Office lease in a commercially appropriate Dubai location runs AED 40,000 to AED 80,000 per annum depending on area and floor space. Serviced office arrangements in business centres are acceptable provided they meet the Ejari requirement and reflect a credible operational presence.
Annual renewal with CBUAE requires submission of updated parent bank financials and a compliance attestation confirming the office has operated within its permitted scope. This is not a formality — CBUAE reviews these submissions and can impose conditions or suspend approval if concerns arise.

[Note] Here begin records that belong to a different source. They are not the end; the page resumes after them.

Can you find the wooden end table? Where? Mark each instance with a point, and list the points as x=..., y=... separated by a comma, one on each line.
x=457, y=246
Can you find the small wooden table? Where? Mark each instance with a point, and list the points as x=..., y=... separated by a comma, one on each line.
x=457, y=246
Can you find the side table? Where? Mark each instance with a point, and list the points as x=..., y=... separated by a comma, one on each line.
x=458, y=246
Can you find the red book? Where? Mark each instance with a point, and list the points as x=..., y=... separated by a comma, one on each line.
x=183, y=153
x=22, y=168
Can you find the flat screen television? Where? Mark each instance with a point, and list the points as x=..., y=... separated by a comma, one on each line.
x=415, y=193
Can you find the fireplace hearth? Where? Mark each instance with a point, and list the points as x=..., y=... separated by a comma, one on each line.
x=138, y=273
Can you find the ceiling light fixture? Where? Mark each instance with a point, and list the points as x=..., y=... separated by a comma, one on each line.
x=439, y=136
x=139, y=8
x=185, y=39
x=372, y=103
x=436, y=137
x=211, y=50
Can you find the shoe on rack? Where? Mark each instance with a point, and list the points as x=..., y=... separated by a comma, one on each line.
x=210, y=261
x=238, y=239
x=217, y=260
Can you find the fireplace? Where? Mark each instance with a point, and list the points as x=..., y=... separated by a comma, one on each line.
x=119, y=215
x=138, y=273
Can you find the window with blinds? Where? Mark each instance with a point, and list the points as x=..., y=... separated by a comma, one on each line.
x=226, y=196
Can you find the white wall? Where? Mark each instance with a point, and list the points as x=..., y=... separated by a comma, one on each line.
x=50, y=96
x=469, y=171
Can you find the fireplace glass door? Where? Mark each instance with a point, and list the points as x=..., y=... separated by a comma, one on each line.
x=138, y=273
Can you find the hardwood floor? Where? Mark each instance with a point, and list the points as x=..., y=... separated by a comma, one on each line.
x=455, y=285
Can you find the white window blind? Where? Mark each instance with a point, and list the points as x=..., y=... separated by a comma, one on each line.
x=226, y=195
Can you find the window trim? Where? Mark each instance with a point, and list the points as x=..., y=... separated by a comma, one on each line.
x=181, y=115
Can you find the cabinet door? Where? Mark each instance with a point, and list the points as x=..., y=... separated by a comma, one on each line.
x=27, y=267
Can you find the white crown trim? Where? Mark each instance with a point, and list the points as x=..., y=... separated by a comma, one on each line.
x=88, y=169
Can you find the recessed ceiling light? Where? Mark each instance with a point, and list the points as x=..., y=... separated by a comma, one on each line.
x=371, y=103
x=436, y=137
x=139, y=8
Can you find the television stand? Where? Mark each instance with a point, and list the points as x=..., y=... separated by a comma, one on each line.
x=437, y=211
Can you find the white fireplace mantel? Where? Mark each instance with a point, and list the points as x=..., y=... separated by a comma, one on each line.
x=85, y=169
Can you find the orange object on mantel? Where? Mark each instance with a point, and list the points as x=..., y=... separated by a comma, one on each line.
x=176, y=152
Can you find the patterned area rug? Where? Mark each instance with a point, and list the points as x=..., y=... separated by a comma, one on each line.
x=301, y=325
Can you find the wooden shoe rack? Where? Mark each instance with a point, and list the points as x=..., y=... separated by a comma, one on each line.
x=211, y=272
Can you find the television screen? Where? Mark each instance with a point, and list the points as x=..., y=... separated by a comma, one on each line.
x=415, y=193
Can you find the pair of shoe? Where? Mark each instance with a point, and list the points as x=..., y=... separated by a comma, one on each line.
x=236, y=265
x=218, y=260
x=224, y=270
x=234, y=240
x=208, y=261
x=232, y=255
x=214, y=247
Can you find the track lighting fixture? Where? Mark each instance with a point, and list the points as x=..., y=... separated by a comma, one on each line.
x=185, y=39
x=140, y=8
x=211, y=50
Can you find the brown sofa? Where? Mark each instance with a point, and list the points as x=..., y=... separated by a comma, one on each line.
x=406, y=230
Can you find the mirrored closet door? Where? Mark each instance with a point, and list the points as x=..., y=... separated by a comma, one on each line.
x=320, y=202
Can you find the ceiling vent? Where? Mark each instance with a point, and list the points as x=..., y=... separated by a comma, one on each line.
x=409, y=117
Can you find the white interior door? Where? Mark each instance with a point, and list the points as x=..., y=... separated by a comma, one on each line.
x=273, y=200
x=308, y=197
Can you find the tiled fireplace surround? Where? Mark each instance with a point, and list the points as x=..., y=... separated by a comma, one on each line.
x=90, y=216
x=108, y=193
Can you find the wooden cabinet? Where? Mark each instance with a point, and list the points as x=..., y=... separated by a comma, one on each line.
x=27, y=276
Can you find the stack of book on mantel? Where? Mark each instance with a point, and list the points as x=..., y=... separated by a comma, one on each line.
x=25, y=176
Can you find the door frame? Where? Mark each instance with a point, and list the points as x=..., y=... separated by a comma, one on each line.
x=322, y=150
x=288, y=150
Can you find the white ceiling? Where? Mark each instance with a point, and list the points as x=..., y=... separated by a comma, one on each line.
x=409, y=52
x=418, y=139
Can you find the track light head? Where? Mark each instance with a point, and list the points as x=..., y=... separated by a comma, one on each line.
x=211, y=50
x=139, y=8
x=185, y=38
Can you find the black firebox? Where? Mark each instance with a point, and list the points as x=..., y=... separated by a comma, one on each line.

On the tax side, a representative office generating no taxable income in the UAE falls outside the scope of corporate tax liability under the UAE Corporate Tax Law. That said, registration with the Federal Tax Authority is advisable for compliance clarity, particularly as the UAE's tax framework continues to develop. Failure to renew the DED licence or CBUAE registration on time triggers sanctions from both authorities and can result in licence cancellation.
Conclusion
A banking representative office under activity code 7010.95 is a tightly regulated, operationally limited structure — but it is the correct and cost-efficient entry point for international banks wanting a legitimate, compliant presence in Dubai without the capital commitments of a full branch. The CBUAE approval process is non-negotiable and sets the pace for everything that follows. Underestimating the regulatory sequence is the most common reason timelines extend beyond six months.
If you are evaluating this structure for your institution, start with a regulatory mapping exercise before approaching DED. Understand your home regulator's position, prepare your parent bank's compliance documentation in advance, and engage with the CBUAE process with full transparency. The structure works — but only when set up correctly from the start.